Briefly, here is how it works:
1. NMF is used to factorize a matrix into two lower dimensionality matrices
without negative elements. We first have an initial matrix V (SCE count matrix),
which is factored into W and H. Unit variance normalization by gene is performed
in V and in order to standardize discretized gene expression levels,
‘counts-umi’. Factorization is then carried out using the non-smooth NMF method,
implemented in the R package NMF `r CRANpkg("NMF")` (14). This method is
intended to return sparser results during the factorization in W and H, thus
promoting cell-type-specific topic profile and reducing overfitting during
training. Before running factorization, we initialize each topic, column,
of W with the unique marker genes for each cell type with weights. In turn, each
topic of H in `SPOTlight` is initialized with the corresponding membership of each
cell for each topic, 1 or 0. This way, we seed the model with prior information,
thus guiding it towards a biologically relevant result. This initialization also
aims at reducing variability and improving the consistency between runs. \
2. NNLS regression is used to map each capture location's transcriptome in V’

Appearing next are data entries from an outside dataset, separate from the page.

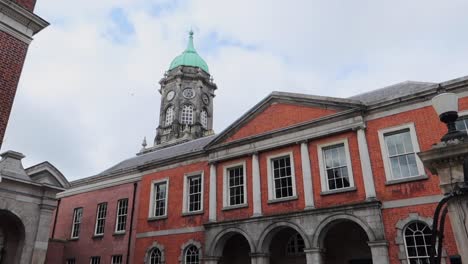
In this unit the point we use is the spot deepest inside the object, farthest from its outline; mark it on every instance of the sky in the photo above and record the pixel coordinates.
(88, 93)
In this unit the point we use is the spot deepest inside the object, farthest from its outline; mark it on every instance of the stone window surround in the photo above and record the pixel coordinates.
(116, 230)
(385, 160)
(400, 238)
(226, 197)
(155, 245)
(152, 203)
(75, 211)
(185, 205)
(271, 180)
(323, 173)
(100, 217)
(184, 247)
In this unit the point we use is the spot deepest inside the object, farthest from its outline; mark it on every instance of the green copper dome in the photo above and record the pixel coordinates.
(189, 57)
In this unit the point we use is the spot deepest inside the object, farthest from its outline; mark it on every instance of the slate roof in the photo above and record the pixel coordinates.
(159, 155)
(392, 92)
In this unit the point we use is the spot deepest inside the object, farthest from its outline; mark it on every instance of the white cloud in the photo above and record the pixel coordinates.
(85, 100)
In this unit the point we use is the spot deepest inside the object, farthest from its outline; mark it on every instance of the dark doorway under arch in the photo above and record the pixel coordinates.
(345, 242)
(236, 250)
(12, 238)
(287, 246)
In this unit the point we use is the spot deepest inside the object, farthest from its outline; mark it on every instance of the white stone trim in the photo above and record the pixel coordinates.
(323, 173)
(167, 232)
(213, 186)
(226, 183)
(369, 185)
(155, 245)
(184, 248)
(412, 201)
(152, 201)
(384, 151)
(307, 176)
(256, 186)
(19, 22)
(271, 187)
(185, 209)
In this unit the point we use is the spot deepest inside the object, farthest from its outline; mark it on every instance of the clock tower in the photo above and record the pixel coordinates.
(187, 92)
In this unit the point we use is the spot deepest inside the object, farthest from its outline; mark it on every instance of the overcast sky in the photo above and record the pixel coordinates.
(88, 91)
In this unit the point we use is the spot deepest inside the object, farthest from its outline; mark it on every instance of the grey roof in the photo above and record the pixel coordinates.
(392, 92)
(160, 154)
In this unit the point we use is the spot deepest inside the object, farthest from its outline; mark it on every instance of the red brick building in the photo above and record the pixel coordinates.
(297, 179)
(18, 24)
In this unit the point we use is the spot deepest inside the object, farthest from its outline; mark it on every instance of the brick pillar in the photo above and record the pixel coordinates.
(12, 55)
(17, 26)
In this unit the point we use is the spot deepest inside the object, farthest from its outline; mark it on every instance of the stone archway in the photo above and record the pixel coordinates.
(284, 242)
(344, 239)
(232, 246)
(11, 238)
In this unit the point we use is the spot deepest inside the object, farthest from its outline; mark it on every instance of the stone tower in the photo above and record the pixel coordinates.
(187, 92)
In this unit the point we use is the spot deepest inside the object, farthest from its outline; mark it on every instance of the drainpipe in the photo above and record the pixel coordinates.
(55, 218)
(131, 222)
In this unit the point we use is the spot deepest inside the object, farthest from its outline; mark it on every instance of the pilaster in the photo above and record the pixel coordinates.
(307, 176)
(212, 202)
(365, 164)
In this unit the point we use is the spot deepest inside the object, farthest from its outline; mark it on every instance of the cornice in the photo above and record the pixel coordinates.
(19, 22)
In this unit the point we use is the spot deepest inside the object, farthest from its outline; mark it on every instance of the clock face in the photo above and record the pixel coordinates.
(206, 99)
(170, 95)
(188, 93)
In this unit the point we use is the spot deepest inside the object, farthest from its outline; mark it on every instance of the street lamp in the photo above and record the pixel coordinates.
(446, 106)
(448, 159)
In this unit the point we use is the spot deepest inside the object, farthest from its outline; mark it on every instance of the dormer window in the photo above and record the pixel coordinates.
(186, 116)
(169, 116)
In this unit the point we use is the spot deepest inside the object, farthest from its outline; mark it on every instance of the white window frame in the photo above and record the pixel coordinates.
(323, 169)
(271, 180)
(226, 194)
(384, 151)
(115, 258)
(169, 116)
(152, 202)
(75, 211)
(95, 260)
(185, 206)
(117, 217)
(100, 218)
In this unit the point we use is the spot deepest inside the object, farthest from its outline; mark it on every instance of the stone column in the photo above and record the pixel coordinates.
(256, 189)
(379, 250)
(211, 260)
(212, 213)
(42, 235)
(314, 255)
(259, 258)
(365, 164)
(307, 176)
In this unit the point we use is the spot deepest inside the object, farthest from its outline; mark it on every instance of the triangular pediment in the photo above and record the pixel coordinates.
(282, 110)
(46, 173)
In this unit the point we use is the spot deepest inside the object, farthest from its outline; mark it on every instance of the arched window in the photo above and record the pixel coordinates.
(155, 256)
(204, 118)
(417, 242)
(192, 255)
(186, 116)
(169, 116)
(295, 245)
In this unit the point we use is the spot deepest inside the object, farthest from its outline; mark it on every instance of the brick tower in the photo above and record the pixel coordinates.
(18, 24)
(187, 92)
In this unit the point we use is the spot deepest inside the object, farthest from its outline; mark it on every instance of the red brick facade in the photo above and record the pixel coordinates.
(12, 56)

(SE count matrix) to H’ using W as the basis. We obtain a topic profile
distribution over each capture location which we can use to determine its
composition. \
3. we obtain Q, cell-type specific topic profiles, from H. We select all cells
from the same cell type and compute the median of each topic for a consensus
cell-type-specific topic signature. We then use NNLS to find the weights of each
cell type that best fit H’ minimizing the residuals.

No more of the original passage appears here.